Говорила она голосом ровным и без выражения. И, кон­чив, она присела на полу, около старика, охватила колени руками и снизу вверх, не отрываясь, смотрела на маши­ниста. И то, чего не передал голос, досказали глаза. В них было и доверие, и страх, и радость, что она видит живого, здорового человека.

– А вы разве нас не знаете? – спросила она.

– Потому н пр-р-иехал, что не знает, – ответил Данков. – Он не дур-р-рак. Позвольте р-р-екомендоваться… Пансион содер-р-жал. Вр-роде отца был, а они меня кор­мили. И дом этот мой. А теперь все разбежались. Как кр-рысы.

В глухом голосе звучала странная ирония.

– А она дур-ра. Осталась.

– Kyдa же бы я пошла? – неопределенно ответила женщина.

– Молчи, когда умные говорят. Дурра… – бурчал ста­рик. – А ты тоже прохвост? – внезапно перешел он на ты. – Что это я тебя не помню?

Алексей Степанович молчал. Он вспомнил теперь, что вскользь приходилось ему слышать в слободе о Данкове и его девушках, от которых сторонились самые небрезгли­вые, так были они грязны, оборваны и дешевы.

– Тоже пр-рохвост, – утвердительно ответил Данков, и на лице его выразилась страшное подобие улыбки. – Все пррохвосты. А она дурра. Оставили умирать, как со­баку. Ступай вон! Слышишь?

Алексей Степанович неловко улыбнулся и посмотрел на женщину. Она не сводила с него глаз, словно боялась на миг потерять его.

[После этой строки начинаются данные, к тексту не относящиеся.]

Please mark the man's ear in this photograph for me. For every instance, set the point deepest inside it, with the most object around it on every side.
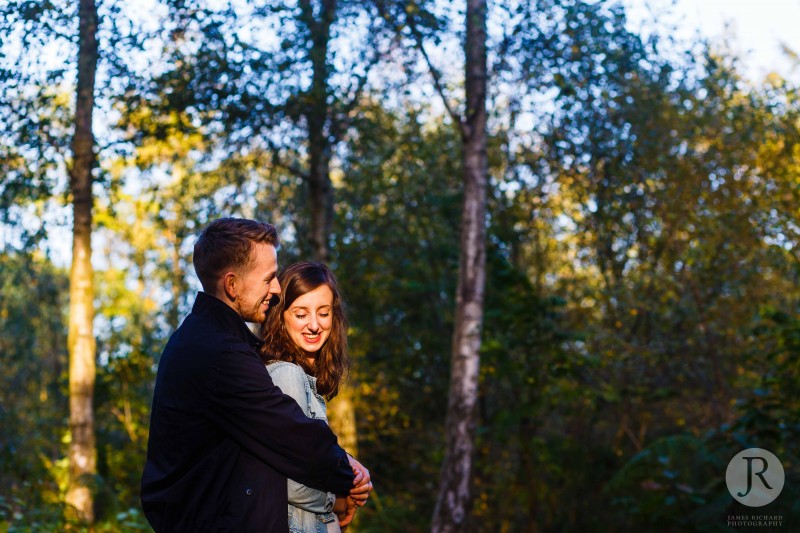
(229, 281)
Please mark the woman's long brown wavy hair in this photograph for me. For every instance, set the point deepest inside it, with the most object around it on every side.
(332, 361)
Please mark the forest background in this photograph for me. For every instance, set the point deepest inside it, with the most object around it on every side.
(641, 313)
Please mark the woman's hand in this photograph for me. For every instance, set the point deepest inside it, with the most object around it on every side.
(345, 510)
(362, 483)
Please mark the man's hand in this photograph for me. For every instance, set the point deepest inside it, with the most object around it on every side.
(362, 483)
(345, 510)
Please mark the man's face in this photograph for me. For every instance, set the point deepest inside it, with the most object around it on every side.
(257, 286)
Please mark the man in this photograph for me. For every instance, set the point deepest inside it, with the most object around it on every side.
(223, 439)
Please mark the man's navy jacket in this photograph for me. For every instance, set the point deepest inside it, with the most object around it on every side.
(223, 438)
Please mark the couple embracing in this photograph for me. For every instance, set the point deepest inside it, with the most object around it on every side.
(238, 428)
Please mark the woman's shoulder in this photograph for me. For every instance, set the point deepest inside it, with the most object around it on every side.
(285, 368)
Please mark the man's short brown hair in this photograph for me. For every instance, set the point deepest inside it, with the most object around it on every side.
(226, 244)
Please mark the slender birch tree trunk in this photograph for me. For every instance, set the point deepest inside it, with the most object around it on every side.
(452, 505)
(82, 448)
(341, 412)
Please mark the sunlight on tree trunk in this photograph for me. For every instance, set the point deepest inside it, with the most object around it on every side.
(82, 449)
(341, 415)
(452, 505)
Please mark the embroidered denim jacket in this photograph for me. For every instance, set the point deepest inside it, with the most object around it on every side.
(310, 510)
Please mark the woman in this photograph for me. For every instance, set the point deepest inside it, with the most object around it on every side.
(305, 351)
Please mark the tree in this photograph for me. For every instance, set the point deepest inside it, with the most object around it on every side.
(451, 513)
(82, 369)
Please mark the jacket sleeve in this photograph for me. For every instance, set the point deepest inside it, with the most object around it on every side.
(293, 382)
(242, 400)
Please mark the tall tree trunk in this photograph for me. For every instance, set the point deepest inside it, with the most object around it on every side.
(82, 449)
(452, 505)
(341, 413)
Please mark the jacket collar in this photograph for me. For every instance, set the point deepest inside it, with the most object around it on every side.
(215, 309)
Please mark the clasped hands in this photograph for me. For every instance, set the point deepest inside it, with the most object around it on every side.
(345, 506)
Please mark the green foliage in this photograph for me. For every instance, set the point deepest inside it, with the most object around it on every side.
(641, 316)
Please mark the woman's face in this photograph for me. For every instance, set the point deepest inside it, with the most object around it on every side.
(309, 319)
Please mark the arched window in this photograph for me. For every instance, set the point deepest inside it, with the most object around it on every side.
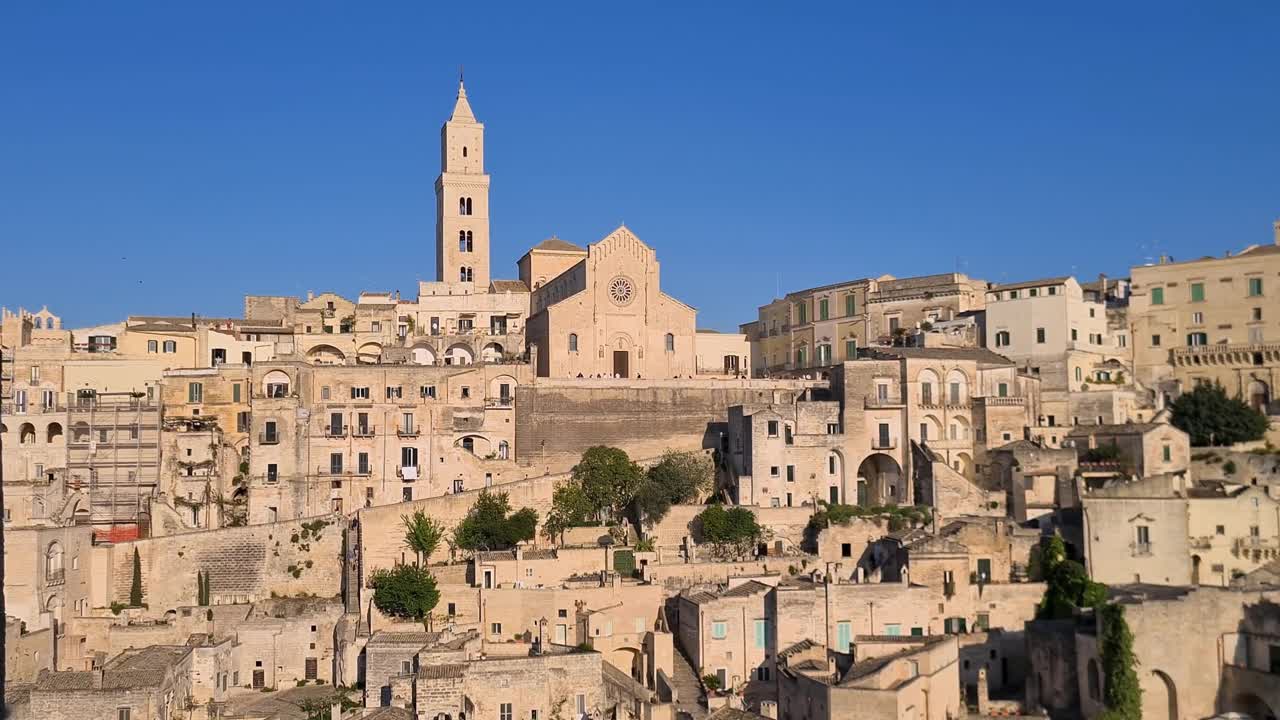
(54, 561)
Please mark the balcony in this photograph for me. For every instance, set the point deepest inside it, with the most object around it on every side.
(891, 400)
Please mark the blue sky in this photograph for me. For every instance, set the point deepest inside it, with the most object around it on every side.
(168, 158)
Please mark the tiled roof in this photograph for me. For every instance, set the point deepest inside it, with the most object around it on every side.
(508, 286)
(557, 244)
(449, 671)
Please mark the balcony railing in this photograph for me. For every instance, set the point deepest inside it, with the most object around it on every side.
(892, 400)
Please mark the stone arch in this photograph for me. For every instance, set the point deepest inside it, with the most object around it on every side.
(931, 387)
(327, 355)
(883, 478)
(475, 445)
(277, 383)
(460, 354)
(1170, 703)
(958, 387)
(369, 354)
(931, 429)
(492, 352)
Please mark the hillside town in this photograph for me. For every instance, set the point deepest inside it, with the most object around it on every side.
(556, 496)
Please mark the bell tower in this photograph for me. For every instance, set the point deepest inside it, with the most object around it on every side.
(462, 200)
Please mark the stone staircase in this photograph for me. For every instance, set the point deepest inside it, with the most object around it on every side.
(689, 688)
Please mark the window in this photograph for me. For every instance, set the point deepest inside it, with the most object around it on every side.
(844, 636)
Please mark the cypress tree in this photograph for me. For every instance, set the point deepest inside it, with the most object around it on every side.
(136, 586)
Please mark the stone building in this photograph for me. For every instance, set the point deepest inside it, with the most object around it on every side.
(152, 683)
(1210, 320)
(883, 677)
(823, 326)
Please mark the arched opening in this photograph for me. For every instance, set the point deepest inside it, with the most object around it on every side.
(931, 387)
(1260, 396)
(490, 352)
(458, 354)
(275, 383)
(325, 355)
(54, 563)
(369, 354)
(958, 388)
(883, 478)
(1171, 696)
(1095, 680)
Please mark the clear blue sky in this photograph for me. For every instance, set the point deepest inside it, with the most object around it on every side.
(168, 158)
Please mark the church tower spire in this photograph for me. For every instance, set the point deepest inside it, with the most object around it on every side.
(462, 200)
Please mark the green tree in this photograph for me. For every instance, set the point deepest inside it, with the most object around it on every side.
(680, 477)
(609, 481)
(492, 525)
(1211, 418)
(407, 592)
(1121, 692)
(423, 534)
(136, 584)
(732, 533)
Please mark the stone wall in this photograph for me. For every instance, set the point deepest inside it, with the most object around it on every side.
(243, 564)
(556, 420)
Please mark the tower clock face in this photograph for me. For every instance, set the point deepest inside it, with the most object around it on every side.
(621, 291)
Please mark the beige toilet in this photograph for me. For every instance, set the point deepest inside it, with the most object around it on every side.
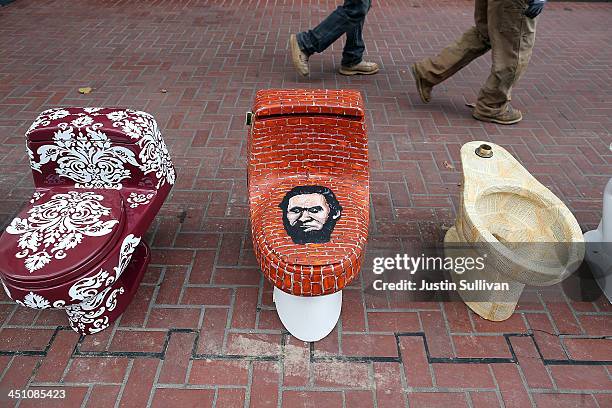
(522, 231)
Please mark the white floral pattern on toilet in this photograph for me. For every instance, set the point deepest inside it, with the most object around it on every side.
(54, 227)
(91, 313)
(86, 155)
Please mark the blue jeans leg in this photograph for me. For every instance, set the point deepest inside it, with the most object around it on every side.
(346, 19)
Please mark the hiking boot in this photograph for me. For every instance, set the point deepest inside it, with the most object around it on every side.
(509, 117)
(299, 57)
(422, 85)
(363, 68)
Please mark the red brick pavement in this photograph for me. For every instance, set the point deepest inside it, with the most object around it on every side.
(202, 330)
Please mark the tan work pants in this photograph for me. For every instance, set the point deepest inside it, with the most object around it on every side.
(502, 27)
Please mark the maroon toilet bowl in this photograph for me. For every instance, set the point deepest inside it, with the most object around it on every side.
(101, 175)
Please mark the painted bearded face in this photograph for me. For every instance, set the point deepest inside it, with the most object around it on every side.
(310, 214)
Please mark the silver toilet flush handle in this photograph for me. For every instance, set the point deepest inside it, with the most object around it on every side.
(485, 151)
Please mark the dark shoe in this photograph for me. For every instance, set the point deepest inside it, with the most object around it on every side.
(363, 68)
(299, 58)
(509, 117)
(422, 86)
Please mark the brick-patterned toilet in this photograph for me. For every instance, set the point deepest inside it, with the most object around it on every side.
(100, 176)
(308, 183)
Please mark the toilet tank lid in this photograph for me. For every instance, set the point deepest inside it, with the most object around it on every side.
(337, 102)
(119, 125)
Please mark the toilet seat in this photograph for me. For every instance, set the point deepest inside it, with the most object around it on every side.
(311, 269)
(98, 221)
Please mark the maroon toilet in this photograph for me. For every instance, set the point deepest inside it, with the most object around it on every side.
(101, 175)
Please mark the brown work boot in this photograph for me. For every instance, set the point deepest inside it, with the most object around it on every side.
(363, 68)
(509, 117)
(299, 57)
(422, 86)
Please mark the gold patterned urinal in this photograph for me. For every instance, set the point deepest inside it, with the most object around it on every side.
(524, 232)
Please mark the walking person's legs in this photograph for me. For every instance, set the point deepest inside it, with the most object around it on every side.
(471, 45)
(347, 18)
(512, 37)
(352, 53)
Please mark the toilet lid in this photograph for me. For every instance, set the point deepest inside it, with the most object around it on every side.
(348, 235)
(58, 234)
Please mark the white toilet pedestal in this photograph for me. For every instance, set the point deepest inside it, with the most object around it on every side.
(308, 318)
(599, 246)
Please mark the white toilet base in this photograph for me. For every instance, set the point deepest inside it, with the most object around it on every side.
(308, 318)
(599, 257)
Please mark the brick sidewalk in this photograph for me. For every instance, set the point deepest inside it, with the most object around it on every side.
(202, 329)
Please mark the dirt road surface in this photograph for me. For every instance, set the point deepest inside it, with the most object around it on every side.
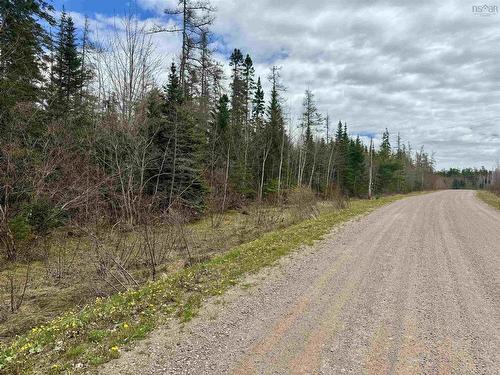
(413, 288)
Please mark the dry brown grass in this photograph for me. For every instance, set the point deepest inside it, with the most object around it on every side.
(77, 265)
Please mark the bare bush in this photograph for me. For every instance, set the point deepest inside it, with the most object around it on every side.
(112, 262)
(59, 261)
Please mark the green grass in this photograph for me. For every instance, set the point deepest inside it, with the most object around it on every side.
(95, 334)
(489, 198)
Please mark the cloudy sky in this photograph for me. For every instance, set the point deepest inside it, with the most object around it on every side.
(429, 70)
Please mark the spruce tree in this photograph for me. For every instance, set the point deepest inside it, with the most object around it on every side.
(177, 170)
(23, 44)
(67, 75)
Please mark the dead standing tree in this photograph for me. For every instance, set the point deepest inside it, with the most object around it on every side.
(194, 17)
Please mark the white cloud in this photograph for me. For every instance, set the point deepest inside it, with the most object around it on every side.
(428, 69)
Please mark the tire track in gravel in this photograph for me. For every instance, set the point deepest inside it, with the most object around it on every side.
(412, 288)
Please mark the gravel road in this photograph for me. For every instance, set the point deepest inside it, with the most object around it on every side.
(413, 288)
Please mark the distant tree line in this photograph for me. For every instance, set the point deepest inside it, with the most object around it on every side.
(467, 178)
(87, 134)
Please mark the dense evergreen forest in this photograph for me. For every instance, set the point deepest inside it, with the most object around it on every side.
(89, 135)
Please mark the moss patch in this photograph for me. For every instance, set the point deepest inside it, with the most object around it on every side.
(95, 334)
(489, 198)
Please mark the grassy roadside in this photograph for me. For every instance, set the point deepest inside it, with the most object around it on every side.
(489, 198)
(80, 340)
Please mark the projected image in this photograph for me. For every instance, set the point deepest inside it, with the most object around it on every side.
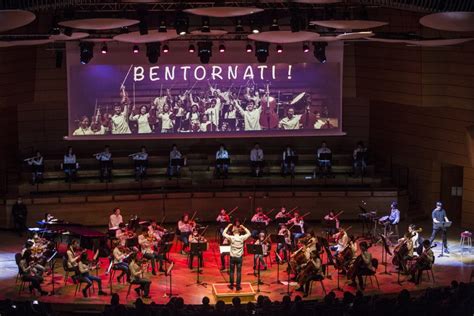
(210, 100)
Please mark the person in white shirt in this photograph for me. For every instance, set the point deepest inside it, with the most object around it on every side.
(256, 160)
(222, 166)
(291, 121)
(324, 164)
(251, 116)
(143, 119)
(237, 243)
(115, 219)
(84, 128)
(288, 161)
(70, 165)
(140, 160)
(105, 164)
(174, 169)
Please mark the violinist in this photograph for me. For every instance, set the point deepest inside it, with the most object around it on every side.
(84, 268)
(259, 259)
(284, 247)
(136, 271)
(70, 165)
(291, 121)
(256, 160)
(423, 262)
(311, 271)
(146, 244)
(361, 266)
(195, 238)
(185, 227)
(120, 253)
(288, 161)
(30, 274)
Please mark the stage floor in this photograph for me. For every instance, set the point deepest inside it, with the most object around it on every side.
(455, 267)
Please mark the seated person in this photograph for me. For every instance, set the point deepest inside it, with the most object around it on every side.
(174, 169)
(324, 164)
(105, 164)
(288, 162)
(222, 167)
(360, 159)
(256, 160)
(70, 165)
(37, 168)
(141, 163)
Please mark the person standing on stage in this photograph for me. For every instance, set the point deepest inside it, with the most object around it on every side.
(256, 160)
(19, 213)
(439, 217)
(105, 164)
(237, 242)
(222, 168)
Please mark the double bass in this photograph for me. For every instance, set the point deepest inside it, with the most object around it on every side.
(268, 116)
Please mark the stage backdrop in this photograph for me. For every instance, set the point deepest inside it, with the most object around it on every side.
(120, 95)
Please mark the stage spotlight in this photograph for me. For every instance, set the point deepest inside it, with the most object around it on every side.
(274, 26)
(205, 27)
(86, 52)
(204, 51)
(104, 49)
(248, 48)
(305, 47)
(320, 51)
(181, 23)
(153, 52)
(261, 51)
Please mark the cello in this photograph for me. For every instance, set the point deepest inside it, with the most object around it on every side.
(268, 117)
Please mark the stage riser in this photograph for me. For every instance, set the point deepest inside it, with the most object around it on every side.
(94, 210)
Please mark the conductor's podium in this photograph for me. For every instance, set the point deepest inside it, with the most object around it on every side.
(222, 292)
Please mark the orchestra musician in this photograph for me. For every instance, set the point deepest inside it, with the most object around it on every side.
(137, 271)
(360, 159)
(120, 253)
(105, 164)
(70, 165)
(259, 219)
(237, 242)
(423, 262)
(324, 164)
(283, 247)
(311, 271)
(222, 167)
(37, 167)
(439, 217)
(256, 160)
(259, 259)
(29, 273)
(115, 219)
(174, 170)
(84, 268)
(185, 227)
(288, 162)
(195, 237)
(361, 266)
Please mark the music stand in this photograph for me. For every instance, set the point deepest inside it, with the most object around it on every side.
(198, 248)
(256, 250)
(278, 239)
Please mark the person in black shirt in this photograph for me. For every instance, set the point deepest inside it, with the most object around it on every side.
(19, 212)
(439, 216)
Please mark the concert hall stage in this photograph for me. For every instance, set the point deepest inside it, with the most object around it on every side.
(455, 267)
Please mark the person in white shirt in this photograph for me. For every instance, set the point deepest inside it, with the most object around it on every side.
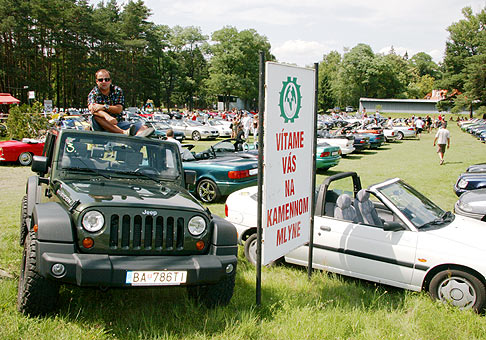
(419, 126)
(170, 138)
(442, 138)
(247, 122)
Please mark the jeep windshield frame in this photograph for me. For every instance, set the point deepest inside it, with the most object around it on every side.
(109, 155)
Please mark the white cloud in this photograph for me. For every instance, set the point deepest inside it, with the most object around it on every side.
(303, 53)
(302, 28)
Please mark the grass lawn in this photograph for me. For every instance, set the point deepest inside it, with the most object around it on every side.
(293, 307)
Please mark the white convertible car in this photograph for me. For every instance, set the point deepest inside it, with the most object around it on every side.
(388, 233)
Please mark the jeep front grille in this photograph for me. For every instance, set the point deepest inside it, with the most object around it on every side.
(159, 233)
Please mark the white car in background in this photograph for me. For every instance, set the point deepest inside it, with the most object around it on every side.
(388, 233)
(220, 125)
(193, 129)
(404, 132)
(344, 143)
(390, 134)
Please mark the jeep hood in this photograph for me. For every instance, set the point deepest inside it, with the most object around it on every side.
(123, 193)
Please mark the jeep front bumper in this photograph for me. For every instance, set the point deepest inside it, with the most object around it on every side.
(111, 271)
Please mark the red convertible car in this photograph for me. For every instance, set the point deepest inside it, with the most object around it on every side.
(22, 151)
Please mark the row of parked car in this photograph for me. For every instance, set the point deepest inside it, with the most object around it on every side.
(470, 186)
(476, 127)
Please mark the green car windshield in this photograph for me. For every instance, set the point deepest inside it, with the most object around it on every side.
(115, 157)
(416, 207)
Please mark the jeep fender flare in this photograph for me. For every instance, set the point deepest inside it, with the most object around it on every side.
(53, 222)
(33, 191)
(224, 232)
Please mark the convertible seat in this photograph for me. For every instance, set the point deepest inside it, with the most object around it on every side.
(366, 208)
(345, 210)
(330, 205)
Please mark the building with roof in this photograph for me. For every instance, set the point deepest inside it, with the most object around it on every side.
(413, 106)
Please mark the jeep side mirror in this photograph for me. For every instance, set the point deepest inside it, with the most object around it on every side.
(190, 177)
(392, 226)
(39, 165)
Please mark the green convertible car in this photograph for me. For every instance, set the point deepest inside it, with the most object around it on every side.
(327, 156)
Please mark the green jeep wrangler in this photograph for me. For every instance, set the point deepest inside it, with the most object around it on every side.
(107, 210)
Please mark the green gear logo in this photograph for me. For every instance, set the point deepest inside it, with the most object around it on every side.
(290, 100)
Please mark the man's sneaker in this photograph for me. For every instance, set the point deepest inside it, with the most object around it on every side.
(146, 133)
(131, 131)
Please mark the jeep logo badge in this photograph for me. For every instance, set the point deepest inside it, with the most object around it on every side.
(149, 212)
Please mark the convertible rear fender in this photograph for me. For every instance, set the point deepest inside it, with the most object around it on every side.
(224, 240)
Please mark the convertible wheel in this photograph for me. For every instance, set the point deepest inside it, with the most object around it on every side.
(196, 136)
(207, 191)
(458, 288)
(25, 158)
(250, 251)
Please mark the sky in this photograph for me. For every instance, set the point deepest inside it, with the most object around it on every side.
(302, 31)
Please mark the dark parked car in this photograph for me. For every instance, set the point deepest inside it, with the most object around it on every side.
(474, 178)
(472, 204)
(219, 175)
(232, 147)
(109, 210)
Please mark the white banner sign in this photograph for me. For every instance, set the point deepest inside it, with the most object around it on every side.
(288, 140)
(48, 105)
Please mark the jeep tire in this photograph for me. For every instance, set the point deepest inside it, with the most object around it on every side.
(36, 295)
(218, 294)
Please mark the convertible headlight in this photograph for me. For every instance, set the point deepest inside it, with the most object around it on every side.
(462, 184)
(93, 221)
(196, 225)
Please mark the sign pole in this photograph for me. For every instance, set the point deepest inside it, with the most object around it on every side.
(261, 99)
(313, 204)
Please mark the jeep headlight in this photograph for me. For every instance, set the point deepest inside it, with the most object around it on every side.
(465, 207)
(196, 225)
(93, 221)
(462, 184)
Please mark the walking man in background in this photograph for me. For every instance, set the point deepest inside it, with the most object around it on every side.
(442, 138)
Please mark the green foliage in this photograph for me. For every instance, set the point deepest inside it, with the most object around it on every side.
(234, 65)
(465, 58)
(26, 121)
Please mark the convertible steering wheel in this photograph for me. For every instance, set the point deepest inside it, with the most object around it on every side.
(150, 168)
(213, 151)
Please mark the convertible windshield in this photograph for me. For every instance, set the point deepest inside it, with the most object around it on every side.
(416, 207)
(193, 123)
(118, 157)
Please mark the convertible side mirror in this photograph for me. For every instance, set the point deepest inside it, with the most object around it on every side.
(392, 226)
(190, 177)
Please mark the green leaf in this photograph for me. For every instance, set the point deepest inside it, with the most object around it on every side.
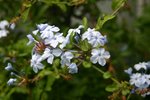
(112, 87)
(85, 22)
(117, 4)
(106, 75)
(102, 20)
(86, 64)
(125, 91)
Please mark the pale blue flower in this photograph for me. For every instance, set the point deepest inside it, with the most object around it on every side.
(35, 32)
(95, 38)
(73, 68)
(42, 27)
(140, 66)
(77, 30)
(139, 80)
(31, 39)
(100, 56)
(35, 64)
(11, 81)
(9, 67)
(66, 41)
(66, 58)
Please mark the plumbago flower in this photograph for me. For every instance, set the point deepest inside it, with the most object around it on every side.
(140, 79)
(95, 38)
(14, 73)
(51, 44)
(100, 56)
(4, 26)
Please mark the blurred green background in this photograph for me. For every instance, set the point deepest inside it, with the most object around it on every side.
(128, 42)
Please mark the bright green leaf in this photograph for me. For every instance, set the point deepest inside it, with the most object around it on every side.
(117, 4)
(102, 20)
(112, 87)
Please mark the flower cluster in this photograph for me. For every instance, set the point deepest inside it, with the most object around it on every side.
(140, 79)
(50, 43)
(11, 81)
(4, 25)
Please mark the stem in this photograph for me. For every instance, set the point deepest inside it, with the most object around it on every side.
(101, 71)
(118, 9)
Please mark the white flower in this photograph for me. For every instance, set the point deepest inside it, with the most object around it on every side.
(139, 80)
(49, 55)
(42, 27)
(9, 67)
(66, 57)
(73, 68)
(95, 38)
(35, 63)
(3, 33)
(11, 81)
(66, 41)
(4, 24)
(54, 40)
(128, 71)
(100, 56)
(49, 31)
(31, 39)
(140, 66)
(35, 32)
(77, 30)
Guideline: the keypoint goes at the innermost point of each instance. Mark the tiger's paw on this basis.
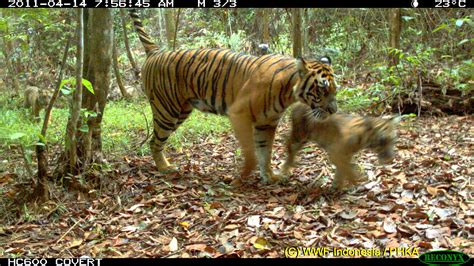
(237, 182)
(168, 169)
(272, 178)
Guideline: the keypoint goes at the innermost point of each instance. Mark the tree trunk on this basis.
(297, 47)
(262, 25)
(136, 69)
(41, 190)
(170, 27)
(117, 72)
(101, 42)
(7, 52)
(266, 26)
(395, 30)
(75, 108)
(86, 53)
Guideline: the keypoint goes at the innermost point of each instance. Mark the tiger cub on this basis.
(342, 136)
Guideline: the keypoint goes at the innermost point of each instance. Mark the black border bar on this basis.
(441, 4)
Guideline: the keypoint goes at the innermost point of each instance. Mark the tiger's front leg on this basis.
(264, 136)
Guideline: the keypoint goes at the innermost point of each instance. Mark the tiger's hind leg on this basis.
(162, 129)
(264, 136)
(242, 125)
(293, 146)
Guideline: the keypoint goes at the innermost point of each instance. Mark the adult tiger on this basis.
(253, 91)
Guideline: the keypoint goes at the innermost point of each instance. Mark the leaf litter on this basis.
(424, 199)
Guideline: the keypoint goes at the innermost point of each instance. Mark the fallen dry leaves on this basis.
(423, 200)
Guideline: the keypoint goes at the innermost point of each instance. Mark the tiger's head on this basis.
(383, 137)
(316, 86)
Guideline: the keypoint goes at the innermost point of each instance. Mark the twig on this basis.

– Как вас зовут? – спросил машинист, ласково глядя на «дурру».

– Оля. А вас?

– Алексей Степанович. Нужно вас перевезти. Разве тут можно?

– Вчера как трабабахнет льдина… – бурчал старик. – Шальная.

– Нет уже, ни к чему, – ответила девушка. – Им тро­нуться нельзя, скоро помрут.

– Корень моего бедствия в том, что хвост я опустил. Живи так, чтобы хвост кольцом. Понял? А она дурра. Я ее бил. Она врет, что я помрру.

Алексей Степанович несколько привык к рыкающему голосу, и теперь, когда лица старика не было видно, он ка­зался только жалким и вовсе не страшным.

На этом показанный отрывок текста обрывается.